I'm reminded of a boy I dated, in late teens. He was SO homophobic... any mention of someone being gay made him feel nauseous. He complained constantly about men "hitting on" him. Said he couldn't use a public bathroom without some guy trying to pick him up. He felt pursued and attacked, but at the same time, he insisted on going around (in the late 80's) wearing tiny ripped off jean shorts and mesh sports shirts that showed his (very nicely muscled) belly. That was definitely not how most straight guys dressed, at the time. The only thing he was missing was the single earring and the bandanna in his back pocket.

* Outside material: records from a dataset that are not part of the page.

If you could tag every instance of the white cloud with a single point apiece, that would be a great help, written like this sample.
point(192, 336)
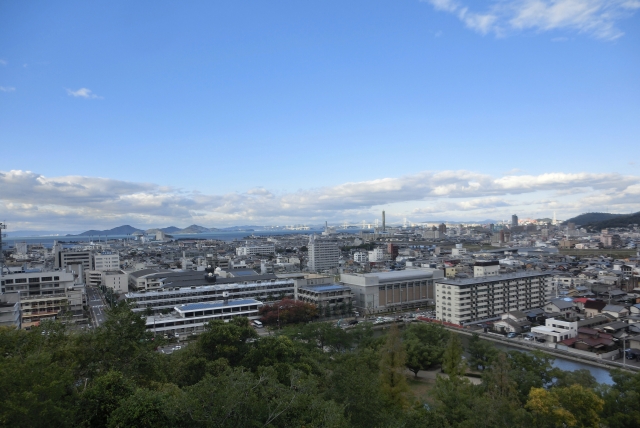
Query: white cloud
point(70, 201)
point(595, 17)
point(83, 93)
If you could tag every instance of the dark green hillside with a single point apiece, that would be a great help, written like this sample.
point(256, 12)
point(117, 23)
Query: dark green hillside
point(620, 221)
point(589, 218)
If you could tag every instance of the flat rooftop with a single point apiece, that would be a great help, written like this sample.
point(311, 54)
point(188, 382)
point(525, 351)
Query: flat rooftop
point(493, 278)
point(326, 287)
point(216, 305)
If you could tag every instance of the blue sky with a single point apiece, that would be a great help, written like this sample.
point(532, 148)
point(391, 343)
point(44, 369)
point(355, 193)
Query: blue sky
point(279, 112)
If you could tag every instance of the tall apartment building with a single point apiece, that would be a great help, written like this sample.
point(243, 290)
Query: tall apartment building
point(376, 255)
point(255, 249)
point(66, 257)
point(324, 254)
point(466, 300)
point(383, 291)
point(106, 260)
point(43, 295)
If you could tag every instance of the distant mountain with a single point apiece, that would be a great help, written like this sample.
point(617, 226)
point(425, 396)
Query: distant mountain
point(170, 229)
point(591, 218)
point(242, 228)
point(620, 220)
point(120, 230)
point(194, 228)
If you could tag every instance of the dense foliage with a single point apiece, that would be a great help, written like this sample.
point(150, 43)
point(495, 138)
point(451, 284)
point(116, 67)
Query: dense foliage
point(311, 375)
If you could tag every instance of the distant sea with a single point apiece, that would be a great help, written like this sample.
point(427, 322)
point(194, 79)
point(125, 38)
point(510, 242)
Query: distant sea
point(229, 236)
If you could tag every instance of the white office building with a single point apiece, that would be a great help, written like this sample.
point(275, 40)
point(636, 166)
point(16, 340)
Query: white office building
point(191, 319)
point(116, 280)
point(384, 291)
point(324, 254)
point(106, 260)
point(252, 250)
point(376, 255)
point(361, 257)
point(44, 294)
point(467, 300)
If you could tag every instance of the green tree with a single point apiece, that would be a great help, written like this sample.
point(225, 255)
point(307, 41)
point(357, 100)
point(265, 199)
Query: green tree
point(424, 345)
point(530, 370)
point(102, 397)
point(230, 341)
point(392, 363)
point(452, 362)
point(481, 352)
point(145, 408)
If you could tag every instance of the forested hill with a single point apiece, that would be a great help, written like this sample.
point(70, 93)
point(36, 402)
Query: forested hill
point(619, 221)
point(589, 218)
point(312, 375)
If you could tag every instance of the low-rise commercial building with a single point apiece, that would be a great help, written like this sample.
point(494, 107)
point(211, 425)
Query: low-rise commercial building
point(45, 294)
point(331, 295)
point(255, 250)
point(184, 289)
point(190, 319)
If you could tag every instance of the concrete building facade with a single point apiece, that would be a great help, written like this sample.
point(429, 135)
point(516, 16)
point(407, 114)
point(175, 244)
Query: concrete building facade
point(384, 291)
point(467, 300)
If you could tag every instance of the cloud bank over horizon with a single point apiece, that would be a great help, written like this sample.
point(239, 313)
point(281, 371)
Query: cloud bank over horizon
point(31, 201)
point(598, 18)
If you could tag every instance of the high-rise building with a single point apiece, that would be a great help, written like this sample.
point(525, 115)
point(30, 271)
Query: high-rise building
point(106, 260)
point(393, 251)
point(66, 257)
point(324, 254)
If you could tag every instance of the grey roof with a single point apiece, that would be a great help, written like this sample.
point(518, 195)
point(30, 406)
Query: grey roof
point(325, 287)
point(196, 278)
point(218, 304)
point(613, 308)
point(494, 278)
point(144, 272)
point(562, 304)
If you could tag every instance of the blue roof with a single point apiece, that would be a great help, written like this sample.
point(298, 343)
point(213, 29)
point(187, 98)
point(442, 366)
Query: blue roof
point(244, 272)
point(215, 305)
point(330, 287)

His mum was weird, too. First time he brought me to his house, his mum basically shut us up alone together in the basement, like she was hoping we'd make babies, or something. Which was odd, considering he was from a conservative Palestinian family, with a dad who was a Freemason. I told my mum and she said I was the "practice girlfriend" and that boys like him didn't marry girls like me. His parents would make sure he married a nice Palestinian girl.
I broke up with him, but we worked together, so we still hung out. A couple months later, I expressed mild interest in a mutual acquaintance, and he flipped out. Accused me of being one of "those women" who come between men, and break up male friendships. Which are the only real friendships, apparently.
At the time, I remember thinking, "He's crazy! And probably gay."
It's got to be horrible growing up in a prejudiced family. It's a kind of child abuse, I think!